WASHINGTON -- A Washington, D.C., neighborhood is up in arms about an incoming Walmart store. In Southeast D.C., residents and business owners are urging compromise with the retail giant, including Carl Williams, the owner of a barber shop across the street from the planned Walmart site.
"Compromise," Williams said, urging Walmart to meet the wage demands of city council members halfway, "Do $9, $9.50, or something."
The D.C. city council recently approved a law that calls for Walmart to pay what they call a living wage or $12.50 an hour, $4.25 more than the city's $8.25 required minimum wage.
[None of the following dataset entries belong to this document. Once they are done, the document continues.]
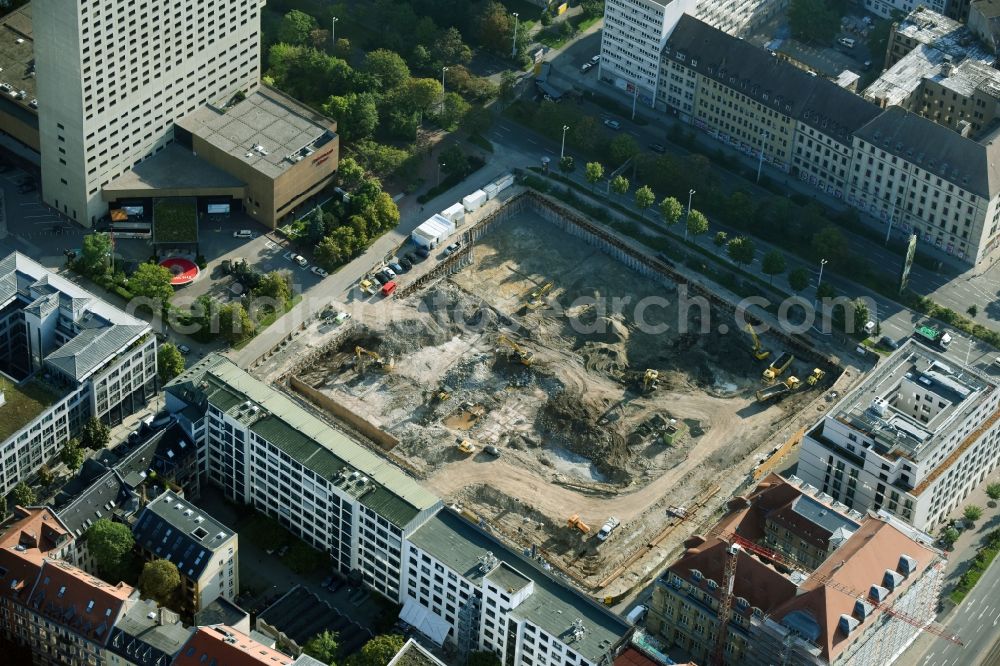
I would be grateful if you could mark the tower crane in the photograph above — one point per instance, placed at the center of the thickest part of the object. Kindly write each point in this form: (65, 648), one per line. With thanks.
(738, 543)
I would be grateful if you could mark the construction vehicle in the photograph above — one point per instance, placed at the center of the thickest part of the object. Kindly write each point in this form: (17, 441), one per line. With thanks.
(607, 528)
(650, 380)
(739, 544)
(520, 355)
(778, 390)
(362, 357)
(537, 298)
(758, 350)
(777, 367)
(933, 336)
(574, 521)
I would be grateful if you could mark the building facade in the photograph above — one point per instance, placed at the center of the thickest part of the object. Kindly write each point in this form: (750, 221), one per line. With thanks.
(266, 451)
(107, 102)
(914, 439)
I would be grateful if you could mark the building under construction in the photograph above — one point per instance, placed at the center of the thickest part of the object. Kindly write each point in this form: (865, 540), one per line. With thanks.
(790, 577)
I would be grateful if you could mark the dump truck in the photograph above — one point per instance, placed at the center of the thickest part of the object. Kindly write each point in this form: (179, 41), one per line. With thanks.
(933, 336)
(778, 390)
(779, 366)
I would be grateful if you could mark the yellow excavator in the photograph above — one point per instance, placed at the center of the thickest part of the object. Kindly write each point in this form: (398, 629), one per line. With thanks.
(537, 297)
(758, 350)
(362, 357)
(522, 356)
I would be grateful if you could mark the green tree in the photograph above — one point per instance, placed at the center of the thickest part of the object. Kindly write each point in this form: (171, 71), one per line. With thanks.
(593, 173)
(454, 110)
(388, 68)
(741, 250)
(235, 324)
(110, 543)
(798, 279)
(23, 495)
(495, 28)
(644, 198)
(151, 281)
(323, 646)
(276, 285)
(697, 224)
(621, 148)
(620, 184)
(813, 20)
(773, 264)
(45, 475)
(72, 455)
(356, 114)
(671, 211)
(95, 434)
(483, 659)
(169, 362)
(379, 651)
(159, 580)
(295, 28)
(861, 315)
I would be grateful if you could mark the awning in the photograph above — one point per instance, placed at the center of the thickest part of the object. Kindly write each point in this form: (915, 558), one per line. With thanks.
(430, 625)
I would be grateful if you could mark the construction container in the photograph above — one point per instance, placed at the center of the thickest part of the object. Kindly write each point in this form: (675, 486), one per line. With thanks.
(474, 201)
(455, 213)
(433, 231)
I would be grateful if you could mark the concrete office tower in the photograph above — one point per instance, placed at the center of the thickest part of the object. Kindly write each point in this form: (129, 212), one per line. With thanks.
(634, 34)
(114, 75)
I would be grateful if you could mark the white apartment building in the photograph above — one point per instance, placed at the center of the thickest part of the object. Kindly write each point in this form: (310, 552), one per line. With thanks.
(914, 439)
(265, 450)
(461, 586)
(65, 356)
(633, 36)
(114, 75)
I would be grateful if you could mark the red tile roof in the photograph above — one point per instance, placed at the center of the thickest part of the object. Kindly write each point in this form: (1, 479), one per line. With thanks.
(220, 645)
(78, 601)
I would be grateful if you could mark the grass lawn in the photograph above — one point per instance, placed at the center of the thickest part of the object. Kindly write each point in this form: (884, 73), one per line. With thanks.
(23, 404)
(175, 221)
City councilman Vincent Orange says Walmart's balance sheet can surely absorb the difference.
"Their CEO makes $11,000 an hour. I know he's not going to come to work for $8.25 per hour."
Washington leaders believe they are negotiating from a position of strength. CBS News' Jeff Pegues reports they maintain if Walmart moves on, another so-called "big box" retailer will fill the void.
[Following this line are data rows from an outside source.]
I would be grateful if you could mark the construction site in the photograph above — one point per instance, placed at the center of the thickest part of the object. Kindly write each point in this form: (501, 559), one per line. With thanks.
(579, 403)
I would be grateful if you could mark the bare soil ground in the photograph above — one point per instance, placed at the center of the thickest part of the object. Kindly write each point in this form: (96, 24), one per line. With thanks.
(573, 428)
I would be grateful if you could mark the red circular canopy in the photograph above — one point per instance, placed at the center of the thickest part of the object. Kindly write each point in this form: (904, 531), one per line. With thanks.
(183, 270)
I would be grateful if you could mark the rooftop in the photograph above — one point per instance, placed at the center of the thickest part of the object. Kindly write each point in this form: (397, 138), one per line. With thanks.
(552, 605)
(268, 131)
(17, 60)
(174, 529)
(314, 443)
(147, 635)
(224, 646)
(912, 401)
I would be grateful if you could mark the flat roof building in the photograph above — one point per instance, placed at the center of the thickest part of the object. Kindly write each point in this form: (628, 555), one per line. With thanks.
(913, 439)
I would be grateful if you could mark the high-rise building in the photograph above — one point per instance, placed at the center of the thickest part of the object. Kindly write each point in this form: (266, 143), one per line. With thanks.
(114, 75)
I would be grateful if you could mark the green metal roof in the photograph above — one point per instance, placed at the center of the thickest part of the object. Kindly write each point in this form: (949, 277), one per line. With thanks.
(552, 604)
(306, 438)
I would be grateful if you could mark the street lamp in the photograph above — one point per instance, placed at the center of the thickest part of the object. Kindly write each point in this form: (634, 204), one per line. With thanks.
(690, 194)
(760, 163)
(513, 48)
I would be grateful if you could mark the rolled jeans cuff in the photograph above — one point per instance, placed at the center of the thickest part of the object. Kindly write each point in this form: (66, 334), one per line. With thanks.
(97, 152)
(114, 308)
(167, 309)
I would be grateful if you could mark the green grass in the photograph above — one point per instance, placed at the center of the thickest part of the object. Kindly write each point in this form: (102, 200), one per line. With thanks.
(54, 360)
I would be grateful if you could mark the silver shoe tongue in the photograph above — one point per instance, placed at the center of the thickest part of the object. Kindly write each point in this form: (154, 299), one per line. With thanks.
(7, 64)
However, Walmart has faced similar challenges in other cities and has triumphed. Seven years ago, Chicago's former mayor Richard Daley, vetoed a similar wage ordinance and allowed Walmart to open a store within city limits.
Today, Walmart says the company just successfully opened its ninth store in Chicago and employs 2,000 people at just above the Illinois state minimum wage.